Surely one of Mitchell's masterpieces (P.D. James, Philip Larkin, and Gladys Mitchell herself thought so): despite Mrs. Bradley's belief that "people nearly always exaggerate when they write or talk about convents," the convent setting is fascinatingly and faithfully described (or at least I imagine so), so that the reader has an impression of seeing the conventual life from behind the scene. The portrayal of the murderess, described as an "embryo saint and martyr", is superb—a fascinating psychological study. The characterisation of all characters is superb—Mrs.
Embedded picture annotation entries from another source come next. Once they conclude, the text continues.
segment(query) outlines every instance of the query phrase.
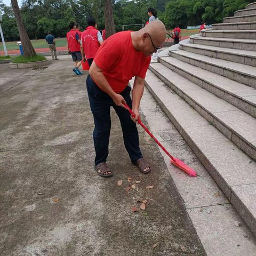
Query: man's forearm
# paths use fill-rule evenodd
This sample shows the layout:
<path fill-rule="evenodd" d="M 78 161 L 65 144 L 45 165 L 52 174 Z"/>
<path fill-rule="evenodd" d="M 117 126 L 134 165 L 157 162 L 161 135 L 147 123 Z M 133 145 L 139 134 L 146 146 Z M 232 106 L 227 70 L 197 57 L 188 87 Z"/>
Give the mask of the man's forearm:
<path fill-rule="evenodd" d="M 144 91 L 144 82 L 137 83 L 134 82 L 132 89 L 132 108 L 138 109 L 140 107 L 140 100 Z"/>

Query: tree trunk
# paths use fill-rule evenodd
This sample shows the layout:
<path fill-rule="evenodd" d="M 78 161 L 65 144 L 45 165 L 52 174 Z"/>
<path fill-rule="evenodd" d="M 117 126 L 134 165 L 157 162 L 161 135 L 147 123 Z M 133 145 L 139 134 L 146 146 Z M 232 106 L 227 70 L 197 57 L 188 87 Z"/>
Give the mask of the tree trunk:
<path fill-rule="evenodd" d="M 104 0 L 104 17 L 105 18 L 106 38 L 107 38 L 116 33 L 111 0 Z"/>
<path fill-rule="evenodd" d="M 18 29 L 20 34 L 20 41 L 22 44 L 24 56 L 25 57 L 31 57 L 36 55 L 36 52 L 31 43 L 29 37 L 26 30 L 25 26 L 21 19 L 21 15 L 18 5 L 17 0 L 11 0 L 12 9 L 14 13 L 15 18 L 17 22 Z"/>

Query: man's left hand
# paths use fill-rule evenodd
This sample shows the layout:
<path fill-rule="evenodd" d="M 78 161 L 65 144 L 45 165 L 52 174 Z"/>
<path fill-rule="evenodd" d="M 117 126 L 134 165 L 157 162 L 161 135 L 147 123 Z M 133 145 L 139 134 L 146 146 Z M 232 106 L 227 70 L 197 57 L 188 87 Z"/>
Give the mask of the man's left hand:
<path fill-rule="evenodd" d="M 140 119 L 140 113 L 139 112 L 139 109 L 132 109 L 132 111 L 135 114 L 135 117 L 133 117 L 132 115 L 131 115 L 131 118 L 134 123 L 137 123 L 138 121 L 138 119 L 139 118 Z"/>

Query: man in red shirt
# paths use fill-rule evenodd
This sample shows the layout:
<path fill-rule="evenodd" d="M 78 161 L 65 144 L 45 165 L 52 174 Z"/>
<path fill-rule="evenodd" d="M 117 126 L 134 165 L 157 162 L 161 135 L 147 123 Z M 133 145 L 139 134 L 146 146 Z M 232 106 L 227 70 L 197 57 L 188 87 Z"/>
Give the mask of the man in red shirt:
<path fill-rule="evenodd" d="M 173 39 L 174 40 L 174 44 L 178 44 L 181 39 L 181 29 L 177 26 L 173 29 Z"/>
<path fill-rule="evenodd" d="M 202 23 L 201 26 L 199 29 L 199 33 L 201 31 L 202 29 L 205 29 L 206 28 L 206 26 L 205 25 L 205 22 L 204 21 Z"/>
<path fill-rule="evenodd" d="M 73 70 L 78 76 L 82 75 L 78 69 L 81 65 L 82 55 L 80 51 L 80 38 L 78 33 L 76 30 L 76 25 L 75 22 L 69 24 L 70 30 L 67 33 L 67 41 L 68 41 L 68 52 L 71 52 L 72 59 L 75 63 L 75 68 Z"/>
<path fill-rule="evenodd" d="M 140 151 L 135 122 L 140 118 L 139 108 L 150 55 L 162 47 L 165 35 L 164 24 L 155 20 L 139 31 L 113 35 L 96 54 L 86 86 L 95 124 L 95 170 L 100 176 L 113 175 L 106 164 L 111 127 L 110 107 L 120 119 L 124 145 L 132 163 L 143 173 L 151 171 Z M 134 76 L 132 101 L 131 89 L 128 84 Z M 134 118 L 126 109 L 125 103 L 132 109 Z"/>
<path fill-rule="evenodd" d="M 100 32 L 97 29 L 95 19 L 89 17 L 87 22 L 88 27 L 81 36 L 81 53 L 83 61 L 87 60 L 91 67 L 98 49 L 103 43 L 103 39 Z"/>

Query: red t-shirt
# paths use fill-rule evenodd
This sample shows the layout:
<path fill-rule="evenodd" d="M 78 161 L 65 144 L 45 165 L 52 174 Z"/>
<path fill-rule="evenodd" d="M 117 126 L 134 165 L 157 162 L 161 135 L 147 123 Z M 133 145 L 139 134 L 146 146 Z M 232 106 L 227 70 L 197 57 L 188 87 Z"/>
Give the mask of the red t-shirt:
<path fill-rule="evenodd" d="M 103 70 L 113 90 L 122 92 L 132 77 L 139 76 L 144 79 L 150 62 L 151 56 L 133 47 L 131 31 L 114 34 L 101 45 L 94 61 Z"/>
<path fill-rule="evenodd" d="M 178 36 L 175 36 L 175 31 L 177 31 L 179 33 L 179 35 Z M 174 37 L 180 37 L 180 33 L 181 32 L 181 29 L 178 27 L 178 28 L 175 28 L 173 29 L 173 38 Z"/>

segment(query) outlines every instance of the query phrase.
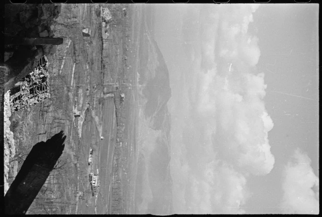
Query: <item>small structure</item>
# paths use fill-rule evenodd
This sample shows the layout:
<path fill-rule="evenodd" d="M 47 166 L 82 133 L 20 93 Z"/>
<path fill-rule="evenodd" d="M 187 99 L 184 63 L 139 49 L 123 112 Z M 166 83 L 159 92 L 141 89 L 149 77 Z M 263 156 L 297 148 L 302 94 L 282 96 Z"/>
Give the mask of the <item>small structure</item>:
<path fill-rule="evenodd" d="M 126 17 L 127 16 L 127 9 L 126 8 L 123 8 L 122 9 L 122 11 L 123 12 L 123 16 Z"/>
<path fill-rule="evenodd" d="M 90 173 L 89 181 L 91 184 L 92 195 L 93 196 L 97 195 L 98 193 L 98 188 L 100 186 L 100 183 L 98 180 L 98 175 L 94 175 L 92 172 Z"/>
<path fill-rule="evenodd" d="M 81 31 L 83 36 L 84 37 L 89 37 L 91 36 L 92 31 L 88 28 L 84 28 Z"/>
<path fill-rule="evenodd" d="M 88 156 L 88 166 L 90 166 L 93 164 L 93 149 L 90 148 L 89 149 L 89 156 Z"/>
<path fill-rule="evenodd" d="M 80 117 L 80 111 L 78 110 L 74 111 L 74 117 Z"/>

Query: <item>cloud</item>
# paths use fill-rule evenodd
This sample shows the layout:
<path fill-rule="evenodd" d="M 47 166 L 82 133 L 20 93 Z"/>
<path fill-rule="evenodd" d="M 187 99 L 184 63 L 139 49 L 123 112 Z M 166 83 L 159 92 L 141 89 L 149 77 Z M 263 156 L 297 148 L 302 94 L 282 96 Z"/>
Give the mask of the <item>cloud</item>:
<path fill-rule="evenodd" d="M 307 155 L 297 149 L 285 167 L 282 201 L 285 213 L 319 214 L 319 178 L 310 164 Z"/>
<path fill-rule="evenodd" d="M 179 214 L 239 214 L 250 196 L 246 180 L 229 165 L 213 160 L 204 165 L 201 175 L 190 174 L 185 186 L 184 203 Z"/>
<path fill-rule="evenodd" d="M 253 175 L 273 169 L 268 132 L 274 126 L 262 99 L 264 74 L 242 73 L 217 77 L 217 127 L 213 145 L 221 158 Z M 242 81 L 242 82 L 241 82 Z"/>
<path fill-rule="evenodd" d="M 249 23 L 254 21 L 253 13 L 258 8 L 243 4 L 223 7 L 218 51 L 224 60 L 230 62 L 242 61 L 252 67 L 258 63 L 260 56 L 258 38 L 248 32 Z"/>
<path fill-rule="evenodd" d="M 251 195 L 247 177 L 267 174 L 275 162 L 268 140 L 274 123 L 263 101 L 264 75 L 252 72 L 260 51 L 258 38 L 248 31 L 258 6 L 196 6 L 197 21 L 183 21 L 186 27 L 193 22 L 200 33 L 185 33 L 193 41 L 194 54 L 189 97 L 180 100 L 192 108 L 180 126 L 182 141 L 177 141 L 182 145 L 171 149 L 171 175 L 179 183 L 174 185 L 174 210 L 242 214 Z"/>

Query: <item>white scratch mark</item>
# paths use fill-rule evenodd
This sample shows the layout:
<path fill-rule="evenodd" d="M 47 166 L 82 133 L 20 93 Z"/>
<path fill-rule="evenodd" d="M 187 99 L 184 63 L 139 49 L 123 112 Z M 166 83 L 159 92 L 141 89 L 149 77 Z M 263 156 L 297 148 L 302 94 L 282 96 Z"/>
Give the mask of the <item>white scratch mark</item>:
<path fill-rule="evenodd" d="M 280 91 L 270 91 L 272 93 L 281 93 L 282 94 L 285 94 L 286 95 L 289 95 L 289 96 L 292 96 L 293 97 L 299 97 L 300 98 L 303 98 L 303 99 L 306 99 L 307 100 L 314 100 L 314 99 L 312 98 L 309 98 L 308 97 L 302 97 L 301 96 L 298 96 L 298 95 L 295 95 L 294 94 L 290 94 L 289 93 L 283 93 L 282 92 L 280 92 Z"/>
Bradley (toned-down without losing force) is not in control—"she had the helpless feeling that, even if she stayed in the convent for the rest of her life ... she would never understand the workings of the minds of the religious, either individually or as a community"—but manages to play the role of devil quite successfully, and her detection is in-depth, competent, and straight-forward, with a reliance on detailed alibi-work. The memorable attacks on Mrs. Bradley; the search on the cliffs; the exploration of guilt, innocence, conscience, redemption, expiation, sin, mercy, and martyrdom; the powerful ending; and the original yet convincing motive, all go to make one of Mitchell's best stories, in which Mitchell succesfully denies the statement that "murder and the conventual life were mutually contradictory".